05Which is growing faster — KITT or OCEA or ESEA or AVAV or MNTS?
By revenue growth (latest reported year), Nauticus Robotics, Inc.
(KITT) is pulling ahead at 191. 8% versus -31. 6% for Momentus Inc. (MNTS). On earnings-per-share growth, the picture is similar: Nauticus Robotics, Inc. grew EPS 96. 8% year-over-year, compared to -153. 2% for Ocean Biomedical, Inc.. Over a 3-year CAGR, MNTS leads at 85. 7% annualised revenue growth. Higher growth typically commands a higher valuation multiple — check whether the premium P/E or P/S is justified by the growth rate using the PEG ratio.
06Which has better profit margins — KITT or OCEA or ESEA or AVAV or MNTS?
Euroseas Ltd.
(ESEA) is the more profitable company, earning 60. 1% net margin versus -1653. 1% for Momentus Inc. — meaning it keeps 60. 1% of every revenue dollar as bottom-line profit. Operating margin tells a similar story: ESEA leads at 57. 0% versus -1404. 1% for MNTS. At the gross margin level — before operating expenses — MNTS leads at 96. 9%, reflecting greater pricing power or product mix advantage. Stronger margins indicate durable pricing power, lower cost of revenue, or higher mix of software/services. They are one of the clearest signs of business quality.
07Is KITT or OCEA or ESEA or AVAV or MNTS more undervalued right now?
On forward earnings alone, Euroseas Ltd.
(ESEA) trades at 4. 3x forward P/E versus 58. 4x for AeroVironment, Inc. — 54. 1x cheaper on a one-year earnings basis.
08Which pays a better dividend — KITT or OCEA or ESEA or AVAV or MNTS?
In this comparison, ESEA (3.
8% yield) pays a dividend. KITT, OCEA, AVAV, MNTS do not pay a meaningful dividend and should not be held primarily for income.
09Is KITT or OCEA or ESEA or AVAV or MNTS better for a retirement portfolio?
For long-horizon retirement investors, Ocean Biomedical, Inc.
(OCEA) is the stronger choice — it scores higher on the combination of lower volatility, dividend reliability, and long-term compounding (low volatility (β 0. 30)). Nauticus Robotics, Inc. (KITT) carries a higher beta of 3. 01 — meaning larger drawdowns in market downturns, which matters significantly when you cannot wait years for a recovery. Both have compounded well over 10 years (OCEA: -100. 0%, KITT: -100. 0%), confirming both are viable long-term holds — but the lower-volatility option typically results in less emotional selling during corrections. Retirement portfolios generally favour predictability over maximum returns. Consult a financial advisor before making allocation decisions.

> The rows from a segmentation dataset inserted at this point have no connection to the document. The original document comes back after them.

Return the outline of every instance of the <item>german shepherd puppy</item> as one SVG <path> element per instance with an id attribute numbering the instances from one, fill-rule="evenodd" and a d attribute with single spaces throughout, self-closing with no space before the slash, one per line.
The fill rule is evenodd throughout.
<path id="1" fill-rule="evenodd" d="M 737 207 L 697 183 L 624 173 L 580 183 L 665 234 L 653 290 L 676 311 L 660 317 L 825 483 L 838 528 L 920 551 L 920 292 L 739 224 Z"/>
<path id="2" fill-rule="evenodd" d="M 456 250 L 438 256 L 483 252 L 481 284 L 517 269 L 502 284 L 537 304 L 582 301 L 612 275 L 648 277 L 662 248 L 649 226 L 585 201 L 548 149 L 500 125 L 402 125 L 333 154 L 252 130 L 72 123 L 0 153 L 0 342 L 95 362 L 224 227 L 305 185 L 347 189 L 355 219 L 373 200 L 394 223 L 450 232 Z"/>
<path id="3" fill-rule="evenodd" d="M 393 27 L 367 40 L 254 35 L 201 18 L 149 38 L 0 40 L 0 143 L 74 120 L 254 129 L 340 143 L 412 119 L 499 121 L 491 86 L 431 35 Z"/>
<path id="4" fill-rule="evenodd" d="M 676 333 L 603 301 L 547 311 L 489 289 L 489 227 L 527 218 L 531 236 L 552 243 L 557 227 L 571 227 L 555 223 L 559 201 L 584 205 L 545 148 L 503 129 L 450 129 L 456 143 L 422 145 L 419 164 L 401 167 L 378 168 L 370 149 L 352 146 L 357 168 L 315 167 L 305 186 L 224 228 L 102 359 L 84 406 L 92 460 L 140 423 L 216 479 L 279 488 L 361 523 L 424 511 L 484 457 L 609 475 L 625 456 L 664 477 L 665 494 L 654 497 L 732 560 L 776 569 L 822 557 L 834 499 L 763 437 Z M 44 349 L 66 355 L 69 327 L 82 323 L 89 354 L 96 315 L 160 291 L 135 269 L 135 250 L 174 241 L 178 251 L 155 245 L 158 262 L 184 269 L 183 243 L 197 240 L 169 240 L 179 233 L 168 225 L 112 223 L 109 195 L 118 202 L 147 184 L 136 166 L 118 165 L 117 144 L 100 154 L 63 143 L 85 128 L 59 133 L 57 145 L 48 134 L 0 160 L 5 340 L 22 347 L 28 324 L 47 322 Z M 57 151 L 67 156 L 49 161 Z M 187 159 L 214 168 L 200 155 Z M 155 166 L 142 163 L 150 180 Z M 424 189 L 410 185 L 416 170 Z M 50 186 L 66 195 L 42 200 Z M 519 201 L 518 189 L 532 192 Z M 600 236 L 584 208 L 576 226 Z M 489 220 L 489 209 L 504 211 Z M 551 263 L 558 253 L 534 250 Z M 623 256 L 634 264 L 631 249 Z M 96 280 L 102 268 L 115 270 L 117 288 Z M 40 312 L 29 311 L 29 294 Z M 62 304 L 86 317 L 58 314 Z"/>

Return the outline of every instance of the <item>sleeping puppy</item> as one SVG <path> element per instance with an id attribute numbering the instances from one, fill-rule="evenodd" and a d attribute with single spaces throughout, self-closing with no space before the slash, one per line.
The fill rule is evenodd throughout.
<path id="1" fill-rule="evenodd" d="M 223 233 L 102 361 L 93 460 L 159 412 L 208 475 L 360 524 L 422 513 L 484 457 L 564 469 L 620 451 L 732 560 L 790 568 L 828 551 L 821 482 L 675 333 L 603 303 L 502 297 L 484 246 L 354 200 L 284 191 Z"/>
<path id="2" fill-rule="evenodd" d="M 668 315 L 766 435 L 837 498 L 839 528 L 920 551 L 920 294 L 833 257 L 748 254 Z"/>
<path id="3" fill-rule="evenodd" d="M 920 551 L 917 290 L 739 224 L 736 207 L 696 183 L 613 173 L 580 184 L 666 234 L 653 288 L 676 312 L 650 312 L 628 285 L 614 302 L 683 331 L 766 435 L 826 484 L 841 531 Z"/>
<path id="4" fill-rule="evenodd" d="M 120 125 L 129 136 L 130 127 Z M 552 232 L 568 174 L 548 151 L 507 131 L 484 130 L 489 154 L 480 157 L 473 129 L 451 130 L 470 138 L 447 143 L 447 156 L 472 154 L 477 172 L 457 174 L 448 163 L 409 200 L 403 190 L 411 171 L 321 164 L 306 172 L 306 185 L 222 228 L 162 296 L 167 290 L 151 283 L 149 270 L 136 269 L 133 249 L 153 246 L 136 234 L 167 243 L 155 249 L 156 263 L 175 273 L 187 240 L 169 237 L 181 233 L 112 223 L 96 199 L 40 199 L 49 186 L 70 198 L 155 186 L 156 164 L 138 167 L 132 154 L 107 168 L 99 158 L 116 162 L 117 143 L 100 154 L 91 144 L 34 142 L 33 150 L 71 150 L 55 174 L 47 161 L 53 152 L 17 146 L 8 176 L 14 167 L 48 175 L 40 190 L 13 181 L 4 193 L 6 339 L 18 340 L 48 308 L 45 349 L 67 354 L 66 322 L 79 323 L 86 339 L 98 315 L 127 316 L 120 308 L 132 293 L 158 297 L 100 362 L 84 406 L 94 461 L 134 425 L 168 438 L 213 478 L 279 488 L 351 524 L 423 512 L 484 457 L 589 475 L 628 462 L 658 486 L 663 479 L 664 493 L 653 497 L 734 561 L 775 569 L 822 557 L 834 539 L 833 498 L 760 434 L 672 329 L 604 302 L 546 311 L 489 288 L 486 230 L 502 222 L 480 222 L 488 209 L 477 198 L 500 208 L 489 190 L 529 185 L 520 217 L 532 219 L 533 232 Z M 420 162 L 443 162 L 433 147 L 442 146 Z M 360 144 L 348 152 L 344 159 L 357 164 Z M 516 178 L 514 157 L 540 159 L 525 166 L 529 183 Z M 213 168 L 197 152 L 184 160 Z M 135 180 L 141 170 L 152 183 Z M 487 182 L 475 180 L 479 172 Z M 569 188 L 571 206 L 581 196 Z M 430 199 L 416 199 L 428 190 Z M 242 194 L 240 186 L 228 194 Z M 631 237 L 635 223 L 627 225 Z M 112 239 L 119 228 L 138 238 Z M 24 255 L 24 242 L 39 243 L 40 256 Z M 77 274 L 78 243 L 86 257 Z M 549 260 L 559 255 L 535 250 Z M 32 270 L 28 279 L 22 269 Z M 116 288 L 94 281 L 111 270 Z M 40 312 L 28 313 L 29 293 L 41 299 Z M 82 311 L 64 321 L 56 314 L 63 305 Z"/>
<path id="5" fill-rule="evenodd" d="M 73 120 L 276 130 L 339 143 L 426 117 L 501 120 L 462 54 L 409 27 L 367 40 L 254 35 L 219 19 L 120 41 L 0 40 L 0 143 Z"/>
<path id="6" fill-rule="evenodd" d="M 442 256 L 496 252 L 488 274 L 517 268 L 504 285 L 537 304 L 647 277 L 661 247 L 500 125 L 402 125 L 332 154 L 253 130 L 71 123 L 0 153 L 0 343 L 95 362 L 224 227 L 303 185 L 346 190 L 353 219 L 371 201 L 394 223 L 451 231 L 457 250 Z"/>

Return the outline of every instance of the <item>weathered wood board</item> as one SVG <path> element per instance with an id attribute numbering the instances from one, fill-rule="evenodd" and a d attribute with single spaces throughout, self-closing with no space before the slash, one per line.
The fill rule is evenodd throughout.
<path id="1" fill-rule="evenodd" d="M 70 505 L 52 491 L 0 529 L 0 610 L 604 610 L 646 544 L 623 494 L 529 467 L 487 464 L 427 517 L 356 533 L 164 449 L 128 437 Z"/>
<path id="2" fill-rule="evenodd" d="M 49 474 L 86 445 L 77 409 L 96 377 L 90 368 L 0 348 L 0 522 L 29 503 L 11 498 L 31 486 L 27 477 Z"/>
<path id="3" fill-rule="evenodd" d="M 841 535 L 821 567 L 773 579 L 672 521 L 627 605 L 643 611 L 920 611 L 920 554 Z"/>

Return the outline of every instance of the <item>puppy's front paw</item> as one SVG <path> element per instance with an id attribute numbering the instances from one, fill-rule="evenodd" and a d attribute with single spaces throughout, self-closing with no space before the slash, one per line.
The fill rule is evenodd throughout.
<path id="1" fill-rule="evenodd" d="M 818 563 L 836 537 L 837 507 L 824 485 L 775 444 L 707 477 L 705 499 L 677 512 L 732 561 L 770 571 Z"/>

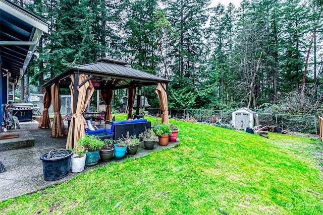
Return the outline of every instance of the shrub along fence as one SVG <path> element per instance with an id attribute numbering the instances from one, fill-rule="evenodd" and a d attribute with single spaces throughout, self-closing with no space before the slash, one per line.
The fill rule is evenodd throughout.
<path id="1" fill-rule="evenodd" d="M 158 114 L 161 114 L 161 111 L 158 108 L 150 108 L 148 111 L 153 115 L 158 116 Z M 177 111 L 170 109 L 169 111 L 170 116 L 179 119 L 187 118 L 191 121 L 194 118 L 198 122 L 209 123 L 215 123 L 217 120 L 221 119 L 222 122 L 229 123 L 232 120 L 232 112 L 234 110 L 184 109 Z M 291 131 L 303 133 L 317 133 L 318 121 L 315 115 L 257 113 L 259 123 L 262 125 L 275 125 L 281 127 L 282 129 L 288 129 Z M 321 123 L 323 126 L 323 118 Z M 323 134 L 323 128 L 322 129 Z"/>

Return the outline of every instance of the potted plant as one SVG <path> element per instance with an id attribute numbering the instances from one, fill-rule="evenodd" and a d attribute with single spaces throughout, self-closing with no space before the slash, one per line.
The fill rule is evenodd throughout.
<path id="1" fill-rule="evenodd" d="M 162 124 L 156 125 L 153 128 L 153 131 L 159 140 L 159 145 L 160 146 L 167 146 L 170 135 L 172 135 L 171 127 L 168 124 Z"/>
<path id="2" fill-rule="evenodd" d="M 84 169 L 87 150 L 83 146 L 77 146 L 72 150 L 73 155 L 71 157 L 72 172 L 82 172 Z"/>
<path id="3" fill-rule="evenodd" d="M 121 159 L 126 155 L 128 145 L 123 142 L 121 139 L 116 140 L 115 146 L 115 157 L 117 159 Z"/>
<path id="4" fill-rule="evenodd" d="M 127 132 L 127 135 L 123 138 L 124 143 L 127 144 L 127 153 L 129 155 L 136 155 L 138 148 L 139 147 L 139 139 L 136 137 L 136 135 L 129 136 L 129 131 Z"/>
<path id="5" fill-rule="evenodd" d="M 100 150 L 100 158 L 102 161 L 109 161 L 112 159 L 115 148 L 113 146 L 113 140 L 105 139 L 103 140 L 104 145 Z"/>
<path id="6" fill-rule="evenodd" d="M 171 130 L 172 131 L 172 136 L 170 136 L 170 142 L 175 142 L 176 141 L 176 139 L 177 138 L 177 135 L 178 135 L 178 131 L 179 131 L 179 129 L 178 129 L 178 127 L 177 125 L 175 124 L 170 124 L 171 126 Z"/>
<path id="7" fill-rule="evenodd" d="M 155 132 L 152 128 L 145 128 L 145 131 L 139 134 L 139 137 L 143 140 L 143 145 L 146 150 L 151 150 L 155 145 Z"/>
<path id="8" fill-rule="evenodd" d="M 85 166 L 93 166 L 97 164 L 99 161 L 99 150 L 104 143 L 92 135 L 85 134 L 77 141 L 77 144 L 84 147 L 88 152 L 86 154 Z"/>

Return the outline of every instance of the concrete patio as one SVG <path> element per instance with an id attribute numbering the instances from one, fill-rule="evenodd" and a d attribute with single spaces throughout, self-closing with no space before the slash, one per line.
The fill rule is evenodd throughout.
<path id="1" fill-rule="evenodd" d="M 65 126 L 67 127 L 67 121 Z M 67 181 L 76 176 L 78 173 L 70 172 L 69 175 L 61 179 L 47 181 L 44 180 L 42 164 L 40 156 L 57 147 L 65 148 L 66 137 L 52 138 L 49 136 L 50 130 L 41 129 L 37 127 L 38 122 L 22 122 L 22 129 L 18 132 L 29 131 L 35 139 L 35 146 L 32 147 L 0 151 L 0 161 L 5 166 L 6 171 L 0 173 L 0 201 L 10 198 L 30 193 L 44 189 L 56 184 Z M 134 156 L 126 156 L 123 159 L 113 159 L 111 162 L 122 162 L 128 157 L 144 156 L 152 151 L 173 147 L 178 144 L 178 139 L 175 142 L 170 142 L 167 147 L 155 145 L 152 151 L 147 151 L 140 147 Z M 78 174 L 97 167 L 104 166 L 109 162 L 99 162 L 98 165 L 85 167 L 84 171 Z"/>

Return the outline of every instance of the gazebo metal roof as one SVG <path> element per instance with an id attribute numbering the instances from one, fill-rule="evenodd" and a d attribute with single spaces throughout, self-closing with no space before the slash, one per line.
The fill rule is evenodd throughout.
<path id="1" fill-rule="evenodd" d="M 60 81 L 61 88 L 67 88 L 71 84 L 70 76 L 85 74 L 92 76 L 91 81 L 94 89 L 118 89 L 129 87 L 155 85 L 157 83 L 168 83 L 168 79 L 127 66 L 125 62 L 103 58 L 92 63 L 73 66 L 46 82 L 44 87 Z"/>

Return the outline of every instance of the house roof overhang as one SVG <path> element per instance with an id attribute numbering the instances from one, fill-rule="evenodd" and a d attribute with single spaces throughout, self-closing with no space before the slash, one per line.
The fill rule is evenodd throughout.
<path id="1" fill-rule="evenodd" d="M 96 90 L 116 90 L 170 82 L 168 79 L 131 68 L 124 62 L 103 58 L 92 63 L 71 67 L 47 82 L 43 86 L 48 87 L 60 81 L 61 88 L 68 88 L 71 84 L 70 76 L 74 74 L 92 76 L 91 81 Z"/>
<path id="2" fill-rule="evenodd" d="M 0 0 L 0 63 L 16 78 L 25 73 L 48 23 L 7 0 Z"/>

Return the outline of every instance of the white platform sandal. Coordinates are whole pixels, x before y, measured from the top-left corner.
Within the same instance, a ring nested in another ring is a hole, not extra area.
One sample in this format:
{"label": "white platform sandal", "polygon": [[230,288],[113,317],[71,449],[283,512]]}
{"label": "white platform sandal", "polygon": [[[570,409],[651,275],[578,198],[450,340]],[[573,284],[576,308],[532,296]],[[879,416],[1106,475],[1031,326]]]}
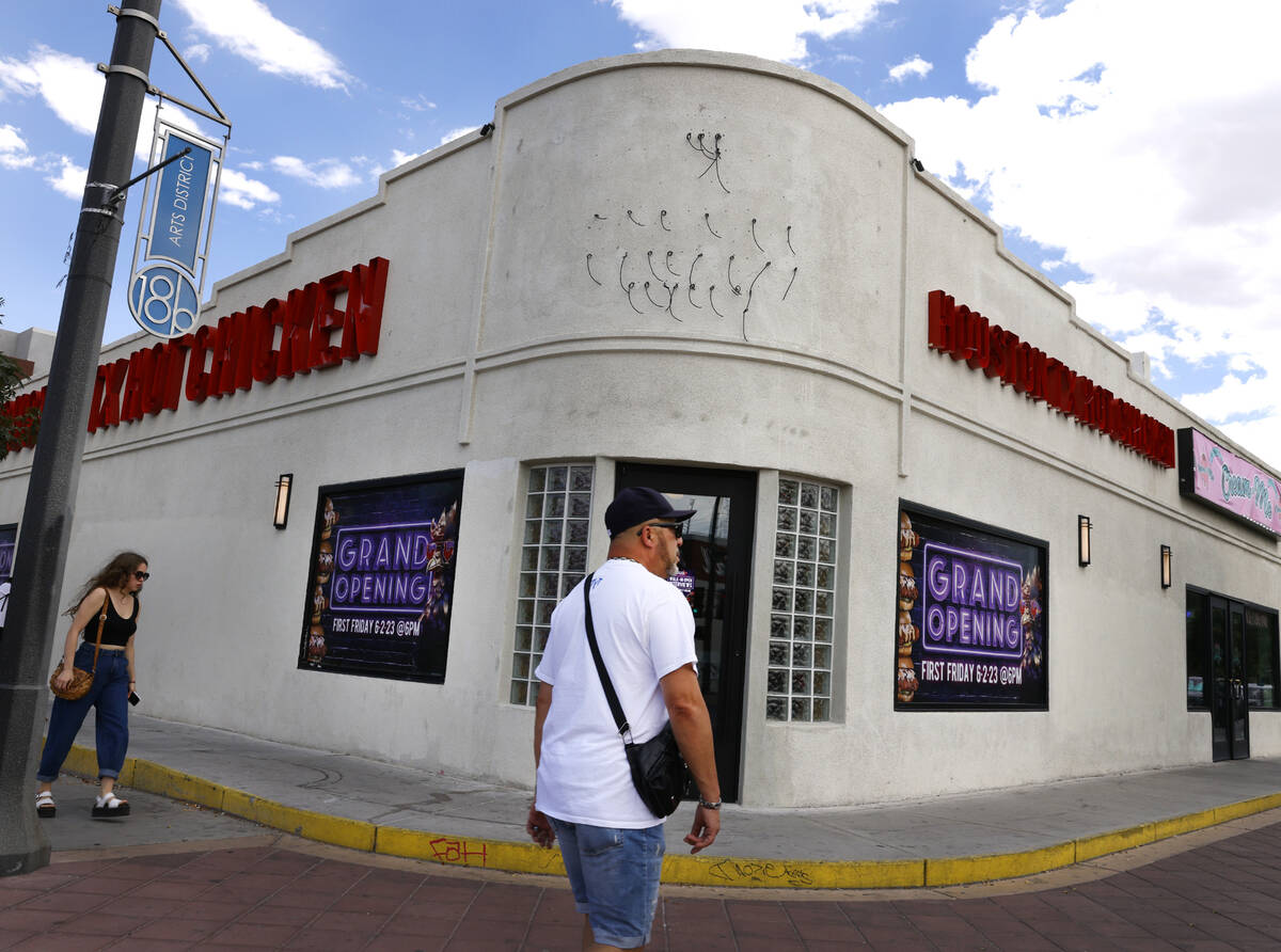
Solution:
{"label": "white platform sandal", "polygon": [[49,820],[58,816],[58,805],[54,803],[54,794],[49,791],[40,791],[36,794],[36,816]]}
{"label": "white platform sandal", "polygon": [[129,801],[120,800],[114,793],[95,797],[94,812],[91,815],[95,820],[109,820],[113,816],[128,816]]}

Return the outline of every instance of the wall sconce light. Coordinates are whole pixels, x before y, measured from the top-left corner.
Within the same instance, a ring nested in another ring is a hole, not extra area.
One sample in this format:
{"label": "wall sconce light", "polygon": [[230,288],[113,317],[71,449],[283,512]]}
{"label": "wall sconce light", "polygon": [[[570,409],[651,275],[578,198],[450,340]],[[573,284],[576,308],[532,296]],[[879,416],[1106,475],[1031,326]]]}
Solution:
{"label": "wall sconce light", "polygon": [[290,521],[290,486],[292,483],[292,473],[281,473],[281,478],[275,480],[275,515],[272,524],[277,529],[283,529]]}

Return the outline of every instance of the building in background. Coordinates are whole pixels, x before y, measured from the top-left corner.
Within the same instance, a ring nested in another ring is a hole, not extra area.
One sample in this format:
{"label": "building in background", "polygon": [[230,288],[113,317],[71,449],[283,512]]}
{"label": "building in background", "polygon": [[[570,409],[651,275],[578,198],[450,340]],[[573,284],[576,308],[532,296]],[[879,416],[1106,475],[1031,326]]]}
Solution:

10What are the main differences between KITT and OCEA and ESEA and AVAV and MNTS?
These companies operate in different sectors (KITT (Industrials) and OCEA (Healthcare) and ESEA (Industrials) and AVAV (Industrials) and MNTS (Industrials)), which means they face different economic cycles, regulatory environments, and macro sensitivities — making direct comparison nuanced.
In terms of investment character: KITT is a small-cap high-growth stock; OCEA is a small-cap quality compounder stock; ESEA is a small-cap deep-value stock; AVAV is a small-cap quality compounder stock; MNTS is a small-cap quality compounder stock. ESEA pays a dividend while KITT, OCEA, AVAV, MNTS do not, making them suitable for different income and tax situations. These fundamental differences mean investors should not choose between them on a single metric — the "better stock" depends entirely on which of these characteristics aligns with your investment strategy.